There are no definite treatment strategies for monogenic autoimmune diseases because of different genetic pathways underlying their pathogenesis, although conventional treatments with steroid or disease modifying antirheumatic drugs have been used [13]. Recently, several clinical trials using targeted therapy with JAK1/2 inhibitors reported promising results for monogenic autoimmune diseases [54]. Moreover, monoclonal antibodies for IFN-α (Sifalimumab) and IFNR (Anifrolumab) have revealed preliminary positive outcomes in type I interferonopathy [55,56].

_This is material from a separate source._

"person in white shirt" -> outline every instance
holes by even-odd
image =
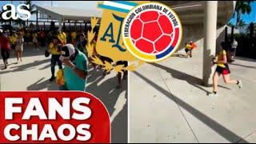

The etiology and pathogenesis of many diseases have been identified through the genetic studies using new generation sequencing. In genetic diseases on inflammation, patients experienced recurrent episodes of fever with various skin manifestations and elevation of acute phase reactants. Clinical manifestations are similar between AID including cryopyrin associated periodic fever syndrome and monogenic AD including monogenic lupus and type I interferonopathies. However, many monogenic autoimmune diseases may present with vasculopathies with different skin lesion compared with AID, and lupus like symptoms or findings with or without auto-antibodies. In infant or very young children with lupus like manifestations, monogenic autoimmune diseases must be considered, and further genetic studies are required for patients and their families. Furthermore, we conducted clinical trials with targeted therapy or monoclonal antibodies for monogenic autoimmune diseases.

No potential conflict of interest relevant to this article was reported.